4. D'autre part, il résulte des dispositions de l'article L. 265-1 du code de l'action sociale et des familles que les personnes accueillies au sein d'un centre d'adaptation à la vie active participent à un travail destiné à leur insertion professionnelle. Leur statut, qui ne les place pas dans un lien de subordination envers ledit centre, inclut un hébergement, un accompagnement personnel et un soutien financier. Il résulte de l'instruction que les sommes versées par l'association Espoir à ses bénéficiaires l'ont été en contrepartie de leur travail, la rémunération étant dépendante du nombre d'heures effectuées et les périodes d'absence n'étant pas rémunérées. Il s'ensuit que lesdites sommes entrent dans le champ de l'article L. 242-1 du code de la sécurité sociale pour le calcul des cotisations des assurances sociales, des accidents du travail et des allocations familiales. De plus, en application de l'article L. 311-2 du même code, les bénéficiaires travaillant pour le compte de l'association Espoir sont affiliées obligatoirement aux assurances sociales du régime général sans que la nature de leur rémunération et de leur contrat fasse obstacle à cette affiliation obligatoire. Par ailleurs, si les associations pour l'emploi dans l'industrie et le commerce (Assédic), par courrier du 10 juin 2012, ont indiqué à l'association requérante que, ses bénéficiaires n'étant pas titulaires d'un contrat de travail, ils ne pouvaient être affiliés au régime d'assurance chômage, ce courrier, qui ne se prononce pas sur l'affiliation obligatoire aux assurances sociales du régime général, ne peut être utilement invoqué par la requérante.
5. En second lieu, aux termes de l'article L. 241-12 du code de la sécurité sociale : " Les cotisations d'assurances sociales et d'allocations familiales dues au titre des activités exercées dans un but de réinsertion socioprofessionnelle par les personnes en difficulté sont calculées sur une assiette forfaitaire fixée par arrêté lorsque les rémunérations qui leur sont versées sont inférieures ou égales au montant de cette assiette. (...) Les dispositions du présent article sont applicables aux personnes accueillies dans les structures suivantes : (...) organismes visés à l'article L. 265-1 du code de l'action sociale et des familles qui en font la demande. ".
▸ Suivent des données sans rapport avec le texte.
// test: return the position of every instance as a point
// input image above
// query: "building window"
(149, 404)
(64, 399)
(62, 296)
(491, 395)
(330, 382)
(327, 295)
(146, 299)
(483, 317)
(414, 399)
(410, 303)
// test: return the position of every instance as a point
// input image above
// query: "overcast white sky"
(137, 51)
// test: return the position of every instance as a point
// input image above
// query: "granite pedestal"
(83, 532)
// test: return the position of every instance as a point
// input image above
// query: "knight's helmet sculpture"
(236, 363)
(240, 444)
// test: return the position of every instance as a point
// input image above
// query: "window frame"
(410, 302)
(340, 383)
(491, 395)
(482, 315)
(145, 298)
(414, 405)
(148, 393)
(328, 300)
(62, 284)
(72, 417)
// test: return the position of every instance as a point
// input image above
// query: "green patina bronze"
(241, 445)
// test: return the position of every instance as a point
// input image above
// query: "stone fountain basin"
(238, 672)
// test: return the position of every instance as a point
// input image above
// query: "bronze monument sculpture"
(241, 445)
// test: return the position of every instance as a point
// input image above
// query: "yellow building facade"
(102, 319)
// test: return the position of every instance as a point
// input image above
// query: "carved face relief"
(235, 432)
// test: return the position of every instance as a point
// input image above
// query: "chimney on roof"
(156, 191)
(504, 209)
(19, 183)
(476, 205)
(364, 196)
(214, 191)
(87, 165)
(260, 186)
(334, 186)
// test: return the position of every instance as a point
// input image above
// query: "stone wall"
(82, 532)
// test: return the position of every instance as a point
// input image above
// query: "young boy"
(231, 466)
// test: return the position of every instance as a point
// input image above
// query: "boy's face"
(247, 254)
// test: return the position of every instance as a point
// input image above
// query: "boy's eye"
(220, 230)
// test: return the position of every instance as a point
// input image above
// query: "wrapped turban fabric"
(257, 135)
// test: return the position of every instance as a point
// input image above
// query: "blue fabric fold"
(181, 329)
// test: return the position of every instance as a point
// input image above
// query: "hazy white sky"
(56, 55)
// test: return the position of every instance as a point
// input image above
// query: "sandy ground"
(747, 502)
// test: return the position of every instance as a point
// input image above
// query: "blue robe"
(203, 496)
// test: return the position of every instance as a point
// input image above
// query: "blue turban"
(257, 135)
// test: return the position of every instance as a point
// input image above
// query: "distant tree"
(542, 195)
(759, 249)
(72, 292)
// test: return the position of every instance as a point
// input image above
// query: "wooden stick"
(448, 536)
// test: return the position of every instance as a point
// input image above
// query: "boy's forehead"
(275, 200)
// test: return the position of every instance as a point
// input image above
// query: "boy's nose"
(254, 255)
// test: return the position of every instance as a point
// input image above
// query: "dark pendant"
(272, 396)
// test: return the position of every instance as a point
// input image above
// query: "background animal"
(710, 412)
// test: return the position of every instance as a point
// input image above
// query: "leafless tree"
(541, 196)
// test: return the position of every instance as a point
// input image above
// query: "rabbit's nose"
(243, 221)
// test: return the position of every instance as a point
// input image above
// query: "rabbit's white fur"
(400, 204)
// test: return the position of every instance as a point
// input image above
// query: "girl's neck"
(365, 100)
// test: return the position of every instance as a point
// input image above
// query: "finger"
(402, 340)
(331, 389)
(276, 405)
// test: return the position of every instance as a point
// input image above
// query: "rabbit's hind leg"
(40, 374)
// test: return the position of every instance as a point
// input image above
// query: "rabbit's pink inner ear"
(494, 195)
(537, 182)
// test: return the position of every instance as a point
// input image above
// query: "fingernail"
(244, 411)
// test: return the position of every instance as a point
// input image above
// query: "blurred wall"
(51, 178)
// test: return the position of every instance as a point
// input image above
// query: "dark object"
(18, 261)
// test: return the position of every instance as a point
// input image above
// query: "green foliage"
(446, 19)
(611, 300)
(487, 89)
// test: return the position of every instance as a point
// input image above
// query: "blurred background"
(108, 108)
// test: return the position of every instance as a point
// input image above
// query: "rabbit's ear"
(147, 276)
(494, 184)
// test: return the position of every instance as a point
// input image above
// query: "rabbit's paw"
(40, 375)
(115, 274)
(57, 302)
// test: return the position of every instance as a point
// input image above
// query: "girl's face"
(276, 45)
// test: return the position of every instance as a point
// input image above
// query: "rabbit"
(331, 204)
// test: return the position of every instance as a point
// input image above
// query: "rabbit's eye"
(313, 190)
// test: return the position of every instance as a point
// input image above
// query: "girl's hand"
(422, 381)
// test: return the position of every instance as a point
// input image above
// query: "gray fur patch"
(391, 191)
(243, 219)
6. L'association Espoir soutient que les cotisations d'assurances sociales et d'allocations familiales relatives à ses bénéficiaires accueillis au sein de son centre d'adaptation à la vie active, ont été versées selon les conditions prévues à l'article L. 241-12 du code de la sécurité sociale. Elle ne relèverait donc pas, selon elle, des dispositions des articles L. 242-1 et L. 311-2 du même code. Toutefois, les dispositions de l'article L. 241-12 ne prévoient que des modalités particulières de calcul des cotisations sociales et n'organisent pas un régime dérogatoire d'affiliation qui serait distinct du régime prévu aux articles L. 242-1 et L. 311-2 du code de la sécurité sociale précités. Par suite, le moyen doit être écarté et par suite la taxe sur les salaires.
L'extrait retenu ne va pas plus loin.